U.S. Grand Prix: Schumacher's gesture gives Barrichello win

INDIANAPOLIS — With last-second antics at 200 mph, in a pair of Ferraris that cost $550 million to develop, Michael Schumacher literally gave away the United States Grand Prix to teammate Rubens Barrichello at the finish line yesterday.

Schumacher had dominated the race from the start, but eased up in the final moments and let Barrichello draw alongside down the homestretch.

Thoroughly unapologetic for the manipulation, Schumacher even said he'd been trying to orchestrate a tie, for show.

"I thought it was a good opportunity to go equal over the line," he said. "We tried, but we failed a little bit."

Barrichello won by .011 of a second, the second-closest finish in Formula One history.

For Schumacher, giving away a Grand Prix was about as sacrificial as John D. Rockefeller's old custom of giving away dimes.
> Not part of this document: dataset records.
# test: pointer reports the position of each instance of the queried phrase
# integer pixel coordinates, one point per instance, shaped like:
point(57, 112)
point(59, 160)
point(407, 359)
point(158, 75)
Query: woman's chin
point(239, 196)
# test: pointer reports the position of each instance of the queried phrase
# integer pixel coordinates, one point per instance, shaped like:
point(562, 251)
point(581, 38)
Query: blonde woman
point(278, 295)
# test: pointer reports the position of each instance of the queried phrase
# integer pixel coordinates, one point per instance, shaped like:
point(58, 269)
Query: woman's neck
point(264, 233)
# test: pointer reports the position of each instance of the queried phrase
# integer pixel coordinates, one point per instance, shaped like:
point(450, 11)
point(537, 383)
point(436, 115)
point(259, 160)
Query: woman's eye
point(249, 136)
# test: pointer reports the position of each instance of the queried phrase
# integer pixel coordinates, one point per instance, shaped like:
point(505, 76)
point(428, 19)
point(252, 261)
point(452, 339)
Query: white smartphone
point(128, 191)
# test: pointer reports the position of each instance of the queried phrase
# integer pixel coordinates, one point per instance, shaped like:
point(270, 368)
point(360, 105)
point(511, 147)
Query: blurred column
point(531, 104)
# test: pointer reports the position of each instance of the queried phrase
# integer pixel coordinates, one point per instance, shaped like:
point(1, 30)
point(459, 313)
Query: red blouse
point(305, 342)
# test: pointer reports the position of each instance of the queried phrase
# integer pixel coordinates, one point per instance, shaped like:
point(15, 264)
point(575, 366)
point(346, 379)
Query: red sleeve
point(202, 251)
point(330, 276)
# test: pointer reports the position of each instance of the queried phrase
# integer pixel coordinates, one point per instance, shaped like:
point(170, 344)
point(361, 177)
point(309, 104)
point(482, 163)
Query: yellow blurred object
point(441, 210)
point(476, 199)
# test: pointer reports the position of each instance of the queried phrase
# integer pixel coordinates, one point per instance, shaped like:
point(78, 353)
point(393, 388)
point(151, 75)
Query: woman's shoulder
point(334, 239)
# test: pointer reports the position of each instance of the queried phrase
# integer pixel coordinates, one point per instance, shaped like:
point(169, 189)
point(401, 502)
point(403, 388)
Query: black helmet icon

His fifth Formula One championship is already clinched, he has a record 10 wins this season, and his 63 career wins are 12 more than the previous record of the retired Alain Prost.

The win was Barrichello's fourth this season, giving Ferrari 14 victories in 16 races. With that sort of dominance, the drivers could afford to frolic on Indianapolis Motor Speedway's road course as if it were some Malibu Grand Prix rent-a-racer park.

"We're having a lot of fun together," Barrichello said. Schumacher, too, thought it had all been pretty cute.

But the international media present set off the latest firestorm of criticism of Ferrari for making a mockery of competition this Grand Prix season.

The tempests began at the May 12 Austrian Grand Prix, when Ferrari brass ordered Barrichello, who had dominated that race, to slow down and pull over on the final lap, allowing Schumacher to win.

That caused outrage in Europe, where legal bookmakers' associations declared the race "no bet."

But "team orders" have been common in Formula One since the end of World War II, and Ferrari maintained the manipulation was part of its strategy to help Schumacher, the team's No. 1 driver, secure the season title.

Even when Ferrari was fined $1 million by the Federation Internationale de l'Automobile, it wasn't for the orchestration but for bad manners on the podium: Schumacher had snubbed Austrian Chancellor Wolfgang Schuessel during the trophy presentation.

Yesterday's shenanigans weren't ordered by Ferrari, both drivers said. Indeed, Schumacher said he'd been forbidden from handing the race to Barrichello, but decided to ad lib.